Later, they would go down to the Two Cranes for cards. They had learned it was best to change their venue every night, for James was simply too good at winning and the regulars became disgruntled if they lost badly two nights in a row. With a few days and a couple bottles of rum in between they seemed to forget the tall dark stranger and his prowess for winning all their money.
James noticed Elizabeth staring at something across the room, and when he followed her gaze his blood ran cold.
Will Turner spoke with a barmaid across the smoky room, having just seated himself at the far wall. The boy flirted with the buxom wench, and James watched as Elizabeth's jaw clenched. As though waking from a dream, she turned to James, her cheeks flushed. "I must have a word with him," she said, and James could see it all playing out before him. No matter what she'd said to him earlier that day, there was something in her eyes as she looked upon her first love. The boy for whom she'd proved she would sacrifice anything or anyone to save.
So this was the night he would lose Elizabeth Swann again?
Resigned, he made a waving gesture towards the whelp. "By your leave, my dear."
She sensed something tense in the air between them, but decided they could hash it out later.
He took a swig of rum as he watched her weave through the crowd, a much bigger one than he'd had in a while now. Surprisingly he felt nothing, but not nothing in the way of indifference. Nothing, in way one's heart would feel if dipped in ice.
Numb.
Utter and total numb.
It was the only way he would survive losing her again.
Then another figure caught James' attention across the room. Despite the throng, there was no mistaking that swaying swagger, that mane of dark ropey hair flashing with beads.
Jack Sparrow.
A dark rage filled him, black as the hurricane that had taken his ship and his men to the bottom of the ocean. James rose from the table, certain he no longer had anything left to lose.
XXX
Shouting and the sound of an overturned table drew Elizabeth's attention, and she looked up from her heated exchange with the blacksmith. Will rubbed the eye that she had just struck with such surprising force for a wisp of a woman.

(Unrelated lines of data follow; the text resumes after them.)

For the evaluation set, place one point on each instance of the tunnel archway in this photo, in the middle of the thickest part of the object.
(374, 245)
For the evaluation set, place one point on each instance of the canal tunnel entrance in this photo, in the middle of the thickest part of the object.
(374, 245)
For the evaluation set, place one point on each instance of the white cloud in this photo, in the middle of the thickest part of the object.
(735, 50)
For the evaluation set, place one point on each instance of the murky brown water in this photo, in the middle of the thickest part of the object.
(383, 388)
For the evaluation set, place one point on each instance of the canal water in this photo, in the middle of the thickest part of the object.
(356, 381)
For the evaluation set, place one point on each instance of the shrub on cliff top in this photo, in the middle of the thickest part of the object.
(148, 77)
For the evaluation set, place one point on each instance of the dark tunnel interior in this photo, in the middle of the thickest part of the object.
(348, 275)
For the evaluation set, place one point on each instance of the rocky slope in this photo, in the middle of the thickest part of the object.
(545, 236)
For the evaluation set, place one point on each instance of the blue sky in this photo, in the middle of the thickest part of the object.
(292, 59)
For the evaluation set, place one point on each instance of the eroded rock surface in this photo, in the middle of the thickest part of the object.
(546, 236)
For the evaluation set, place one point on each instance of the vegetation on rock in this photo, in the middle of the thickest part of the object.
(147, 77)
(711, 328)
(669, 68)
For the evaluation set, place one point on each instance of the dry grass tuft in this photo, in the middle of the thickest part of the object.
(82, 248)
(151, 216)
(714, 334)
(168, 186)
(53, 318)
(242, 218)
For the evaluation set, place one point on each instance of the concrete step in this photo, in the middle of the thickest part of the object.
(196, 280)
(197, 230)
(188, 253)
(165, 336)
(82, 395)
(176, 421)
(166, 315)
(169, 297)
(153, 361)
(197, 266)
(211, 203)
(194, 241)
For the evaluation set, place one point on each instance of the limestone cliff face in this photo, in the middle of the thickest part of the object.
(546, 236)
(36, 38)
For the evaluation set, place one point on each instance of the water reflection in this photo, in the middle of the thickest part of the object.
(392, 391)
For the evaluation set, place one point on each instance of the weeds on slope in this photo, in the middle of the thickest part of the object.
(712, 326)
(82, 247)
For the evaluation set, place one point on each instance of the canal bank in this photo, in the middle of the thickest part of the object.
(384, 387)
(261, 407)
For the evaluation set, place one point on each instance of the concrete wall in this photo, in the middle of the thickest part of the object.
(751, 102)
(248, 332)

"James," she hissed, panic in her voice. She recognized his dark head standing a good six inches above most of the crowd. Urgently she made her way across the tavern as quickly as she could, shoving people out of the way. But a brawl had started, and someone shoved her back. She narrowly escaped a thrown chair by quickly ducking.
By the time she reached James he had Jack cornered, pointing his pistol at the pirate captain. As he pulled upon the trigger Elizabeth acted without thought, striking his arm so that the shot went wild.
A moment later there was the awful sound of breaking glass, and James crumpled to her feet. Shocked, Elizabeth looked up to see Gibbs holding a broken rum bottle, looking rather horrified for having wasted the precious libation on knocking the former Commodore's lights out.
Someone across the way who had been privy to Jack and James' heated conversation shouted angrily, "That's James Norrington? He hung my best mate! Get 'im!"
The chaos only increased in the close room, and Jack sprang up from his chair. "Time to go, me thinks."
"Jack!" Elizabeth cried. "Please, you have to help me!"
The pirate paused, swaying on his feet. "Oi?"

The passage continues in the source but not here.